Spending “One Pomodoro” in the Word

There are so many productivity methods and time management techniques out there and somehow they are all the key to unlocking a better you. I am more of the camp that you may work differently than I work, so for each technique, results may vary.

I came across one recently called the Pomodoro Technique, which takes its name from the Italian for tomato and is centered on using a little tomato kitchen timer. I am not about to turn this site into a guide on how to “get things done” so I won’t go into great detail, but this technique got me thinking about our time spent reading God’s Word.

In this system a pomodoro is a unit of time, 25 minutes. Simply put, you break down tasks in measures of pomodoros, and you take breaks between each one.

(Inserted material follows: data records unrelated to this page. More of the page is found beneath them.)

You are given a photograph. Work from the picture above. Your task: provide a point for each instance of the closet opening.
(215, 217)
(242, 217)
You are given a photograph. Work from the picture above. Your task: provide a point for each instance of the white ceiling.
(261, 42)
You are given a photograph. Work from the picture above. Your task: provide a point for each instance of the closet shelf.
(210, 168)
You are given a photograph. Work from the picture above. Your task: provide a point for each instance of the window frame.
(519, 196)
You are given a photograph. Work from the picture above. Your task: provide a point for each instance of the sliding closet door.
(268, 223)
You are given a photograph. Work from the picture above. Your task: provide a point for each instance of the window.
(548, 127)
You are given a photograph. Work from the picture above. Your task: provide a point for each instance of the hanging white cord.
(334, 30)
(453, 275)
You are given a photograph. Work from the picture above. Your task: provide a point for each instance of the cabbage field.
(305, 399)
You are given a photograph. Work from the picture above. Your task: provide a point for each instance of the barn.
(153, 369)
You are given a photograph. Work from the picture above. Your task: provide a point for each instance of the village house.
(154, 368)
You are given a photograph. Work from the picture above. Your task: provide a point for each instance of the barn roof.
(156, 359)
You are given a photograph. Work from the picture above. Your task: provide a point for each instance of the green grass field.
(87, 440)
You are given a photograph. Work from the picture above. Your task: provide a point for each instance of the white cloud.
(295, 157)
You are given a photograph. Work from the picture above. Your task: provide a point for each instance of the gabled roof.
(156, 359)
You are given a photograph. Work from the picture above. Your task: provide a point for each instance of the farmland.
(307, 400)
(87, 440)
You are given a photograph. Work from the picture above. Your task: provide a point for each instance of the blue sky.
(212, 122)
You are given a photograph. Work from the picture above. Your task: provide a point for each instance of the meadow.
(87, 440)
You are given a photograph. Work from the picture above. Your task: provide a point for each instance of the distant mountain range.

You have a task, you set your timer, and you work on it for 25 minutes.

In our culture of non-stop multitasking, how often do we focus on one task for 25 minutes without interruption? Can you watch a half hour TV show without doing something else at the same time? Even just in writing this, I hear the dings of an email that I want to turn my attention toward. I trick myself into thinking everything must be done in the immediate, all at once, but the truth is: it can wait.

Is that your experience as you sit down to read, study, and pray? How often do you begin reading the Word and something interrupts? How long does it take? Ten minutes? Five? Does even one minute go by before something else seeks to take your attention? Our attention is one of the most valuable things we have, and who or what we give it to is a very important decision. And sometimes that decision isn’t only to what do we give attention, but what do we ignore? We can’t give our attention to everything all the time.

Try at least once this week to carve out 25 minutes, if only just to show that you can. I think we’ll be amazed at what we can do with “one pomodoro” of uninterrupted time spent before God, reading the Bible.